Shares of Scientific Games (NASDAQ:SGMS) are soaring 10.7% this week after the gaming and lottery technology leader publicized metrics related to the lottery business it's considering for divestiture.
While the decision to divest the SG Lottery business has been known for some time, the metrics Scientific Games released Tuesday surrounding projected revenue growth and adjusted EBITDA were ahead of analyst expectations.
The gaming technology specialist said the segment's revenue is forecast to grow at a two-year compounded annual growth rate of 13.6% to fiscal 2022. Instant lottery participation-based revenue growth is estimated to be 14% in the U.S. and 23% internationally for fiscal 2021, while revenue growth of instant lottery price per thousand tickets is estimated to be 28% internationally for the year. Italy alone will be responsible for 36% of the European revenue growth that will be recorded.

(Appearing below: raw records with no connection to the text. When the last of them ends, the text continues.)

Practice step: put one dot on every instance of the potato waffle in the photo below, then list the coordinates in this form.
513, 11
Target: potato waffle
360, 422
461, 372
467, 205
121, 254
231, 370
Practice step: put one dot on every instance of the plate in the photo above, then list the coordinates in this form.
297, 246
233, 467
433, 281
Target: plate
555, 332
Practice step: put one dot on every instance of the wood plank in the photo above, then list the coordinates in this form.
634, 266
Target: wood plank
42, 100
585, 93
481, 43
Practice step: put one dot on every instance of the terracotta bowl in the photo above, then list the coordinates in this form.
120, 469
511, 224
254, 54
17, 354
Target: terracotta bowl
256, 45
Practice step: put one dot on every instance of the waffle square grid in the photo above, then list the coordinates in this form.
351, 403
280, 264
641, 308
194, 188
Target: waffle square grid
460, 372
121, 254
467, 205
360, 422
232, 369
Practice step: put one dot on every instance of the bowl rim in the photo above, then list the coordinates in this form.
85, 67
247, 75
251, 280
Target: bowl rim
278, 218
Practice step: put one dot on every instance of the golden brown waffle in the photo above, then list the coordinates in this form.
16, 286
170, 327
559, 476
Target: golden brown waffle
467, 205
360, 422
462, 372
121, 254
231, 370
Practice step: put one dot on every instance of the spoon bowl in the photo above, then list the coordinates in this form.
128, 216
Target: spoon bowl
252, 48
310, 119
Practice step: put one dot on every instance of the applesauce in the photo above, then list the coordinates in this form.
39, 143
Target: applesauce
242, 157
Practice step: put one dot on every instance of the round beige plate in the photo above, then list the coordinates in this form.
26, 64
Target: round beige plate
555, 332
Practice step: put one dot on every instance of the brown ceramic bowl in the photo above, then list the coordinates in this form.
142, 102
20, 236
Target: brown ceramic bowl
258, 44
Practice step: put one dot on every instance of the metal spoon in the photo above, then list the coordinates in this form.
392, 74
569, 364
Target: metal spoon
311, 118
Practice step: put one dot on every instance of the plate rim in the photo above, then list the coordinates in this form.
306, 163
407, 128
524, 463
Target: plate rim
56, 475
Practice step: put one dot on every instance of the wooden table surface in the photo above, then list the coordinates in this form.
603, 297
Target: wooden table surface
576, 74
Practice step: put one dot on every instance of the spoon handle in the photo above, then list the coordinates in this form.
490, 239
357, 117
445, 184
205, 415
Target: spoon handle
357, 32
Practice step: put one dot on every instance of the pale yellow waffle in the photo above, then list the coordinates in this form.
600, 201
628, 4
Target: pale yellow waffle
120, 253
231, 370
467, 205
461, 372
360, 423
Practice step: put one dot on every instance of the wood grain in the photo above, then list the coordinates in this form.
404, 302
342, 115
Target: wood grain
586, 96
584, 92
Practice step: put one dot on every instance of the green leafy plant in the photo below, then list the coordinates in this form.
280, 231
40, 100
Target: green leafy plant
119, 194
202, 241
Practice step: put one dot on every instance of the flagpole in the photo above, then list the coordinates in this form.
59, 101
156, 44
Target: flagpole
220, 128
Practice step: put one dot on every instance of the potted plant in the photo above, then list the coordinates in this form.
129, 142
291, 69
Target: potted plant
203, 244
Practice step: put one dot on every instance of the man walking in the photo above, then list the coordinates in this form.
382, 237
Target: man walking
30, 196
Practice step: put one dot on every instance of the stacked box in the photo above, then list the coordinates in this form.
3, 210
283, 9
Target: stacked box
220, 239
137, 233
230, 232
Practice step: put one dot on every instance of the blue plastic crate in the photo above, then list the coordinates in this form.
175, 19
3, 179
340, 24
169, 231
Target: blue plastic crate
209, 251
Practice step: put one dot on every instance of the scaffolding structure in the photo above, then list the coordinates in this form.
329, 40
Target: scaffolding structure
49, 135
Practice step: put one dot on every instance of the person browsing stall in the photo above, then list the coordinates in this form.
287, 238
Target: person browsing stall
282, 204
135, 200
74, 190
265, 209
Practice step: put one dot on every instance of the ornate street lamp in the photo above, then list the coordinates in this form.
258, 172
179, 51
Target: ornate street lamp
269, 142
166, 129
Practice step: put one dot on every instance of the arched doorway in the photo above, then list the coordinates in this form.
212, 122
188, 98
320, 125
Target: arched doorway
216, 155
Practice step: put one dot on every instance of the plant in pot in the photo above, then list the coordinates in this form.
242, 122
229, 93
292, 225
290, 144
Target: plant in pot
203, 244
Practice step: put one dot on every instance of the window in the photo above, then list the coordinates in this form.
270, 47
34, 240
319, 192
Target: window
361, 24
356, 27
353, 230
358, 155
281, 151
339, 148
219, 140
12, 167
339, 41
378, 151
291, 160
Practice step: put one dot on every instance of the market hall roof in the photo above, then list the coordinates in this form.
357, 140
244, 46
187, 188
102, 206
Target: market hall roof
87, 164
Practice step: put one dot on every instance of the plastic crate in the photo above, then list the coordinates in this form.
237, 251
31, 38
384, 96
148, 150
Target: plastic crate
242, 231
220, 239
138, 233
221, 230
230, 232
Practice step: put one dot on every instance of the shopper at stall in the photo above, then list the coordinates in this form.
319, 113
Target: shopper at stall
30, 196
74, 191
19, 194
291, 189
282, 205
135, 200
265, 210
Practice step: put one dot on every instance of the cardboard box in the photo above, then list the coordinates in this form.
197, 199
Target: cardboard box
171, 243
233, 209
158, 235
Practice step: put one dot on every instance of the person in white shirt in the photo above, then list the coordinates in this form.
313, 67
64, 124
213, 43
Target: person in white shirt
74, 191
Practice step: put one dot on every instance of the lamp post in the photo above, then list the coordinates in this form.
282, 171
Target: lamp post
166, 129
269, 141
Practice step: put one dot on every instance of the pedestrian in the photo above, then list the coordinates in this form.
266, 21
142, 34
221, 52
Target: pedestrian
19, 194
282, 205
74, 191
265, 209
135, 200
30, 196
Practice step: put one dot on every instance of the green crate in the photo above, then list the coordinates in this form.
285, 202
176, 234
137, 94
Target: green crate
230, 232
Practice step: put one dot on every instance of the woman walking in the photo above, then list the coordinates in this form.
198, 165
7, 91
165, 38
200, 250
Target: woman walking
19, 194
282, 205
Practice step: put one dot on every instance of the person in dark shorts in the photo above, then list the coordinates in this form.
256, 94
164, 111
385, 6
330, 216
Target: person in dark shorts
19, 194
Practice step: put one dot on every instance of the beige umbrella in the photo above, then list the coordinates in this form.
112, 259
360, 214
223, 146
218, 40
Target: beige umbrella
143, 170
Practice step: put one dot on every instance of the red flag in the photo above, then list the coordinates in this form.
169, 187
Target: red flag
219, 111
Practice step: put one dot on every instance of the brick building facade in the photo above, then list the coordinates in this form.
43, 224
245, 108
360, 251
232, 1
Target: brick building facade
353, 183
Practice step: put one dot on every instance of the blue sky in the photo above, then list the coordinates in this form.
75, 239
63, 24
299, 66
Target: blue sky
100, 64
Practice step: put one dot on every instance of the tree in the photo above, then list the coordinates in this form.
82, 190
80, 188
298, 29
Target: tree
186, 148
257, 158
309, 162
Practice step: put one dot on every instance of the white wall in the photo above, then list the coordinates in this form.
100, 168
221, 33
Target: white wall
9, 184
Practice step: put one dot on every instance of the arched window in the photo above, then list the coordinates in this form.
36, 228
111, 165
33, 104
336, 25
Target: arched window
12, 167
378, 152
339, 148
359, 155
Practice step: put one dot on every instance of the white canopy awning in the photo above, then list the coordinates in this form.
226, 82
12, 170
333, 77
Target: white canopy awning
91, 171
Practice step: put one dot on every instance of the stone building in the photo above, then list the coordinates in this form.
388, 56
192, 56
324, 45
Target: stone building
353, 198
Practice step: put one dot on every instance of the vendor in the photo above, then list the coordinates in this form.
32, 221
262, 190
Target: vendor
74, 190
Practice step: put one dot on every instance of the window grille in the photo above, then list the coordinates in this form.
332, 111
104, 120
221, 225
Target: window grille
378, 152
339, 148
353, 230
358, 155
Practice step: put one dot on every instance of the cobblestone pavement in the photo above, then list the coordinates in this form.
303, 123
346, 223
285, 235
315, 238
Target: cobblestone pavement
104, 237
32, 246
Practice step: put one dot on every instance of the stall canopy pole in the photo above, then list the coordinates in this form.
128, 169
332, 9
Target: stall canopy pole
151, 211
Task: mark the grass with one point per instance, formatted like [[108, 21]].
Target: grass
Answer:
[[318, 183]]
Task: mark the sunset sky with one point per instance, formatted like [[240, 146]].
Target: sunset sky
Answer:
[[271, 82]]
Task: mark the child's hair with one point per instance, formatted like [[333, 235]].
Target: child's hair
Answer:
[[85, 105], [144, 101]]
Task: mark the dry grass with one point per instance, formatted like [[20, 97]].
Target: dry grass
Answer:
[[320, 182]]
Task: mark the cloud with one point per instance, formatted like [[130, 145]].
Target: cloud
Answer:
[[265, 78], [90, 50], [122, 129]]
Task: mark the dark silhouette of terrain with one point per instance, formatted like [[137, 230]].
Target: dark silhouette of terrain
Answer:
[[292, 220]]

North America provided approximately 73% of revenue in fiscal 2020 while Europe represented 24%. Adjusted EBITDA is forecast to rise 31% in fiscal 2021 though slow to 7% in fiscal 2022.
The information was being disclosed to potential buyers of the business, and because of the outperformance the unit is showing, the market apparently believes Scientific Games might be able to fetch a higher price for the business.
Truist Financial analyst Barry Jonas reiterated his buy recommendation on the entertainment technology stock as a result of the disclosure, telling investors in a note the SG Lottery division could enjoy significant upside in its double-digit multiple compared with the valuation of rival International Game Technology.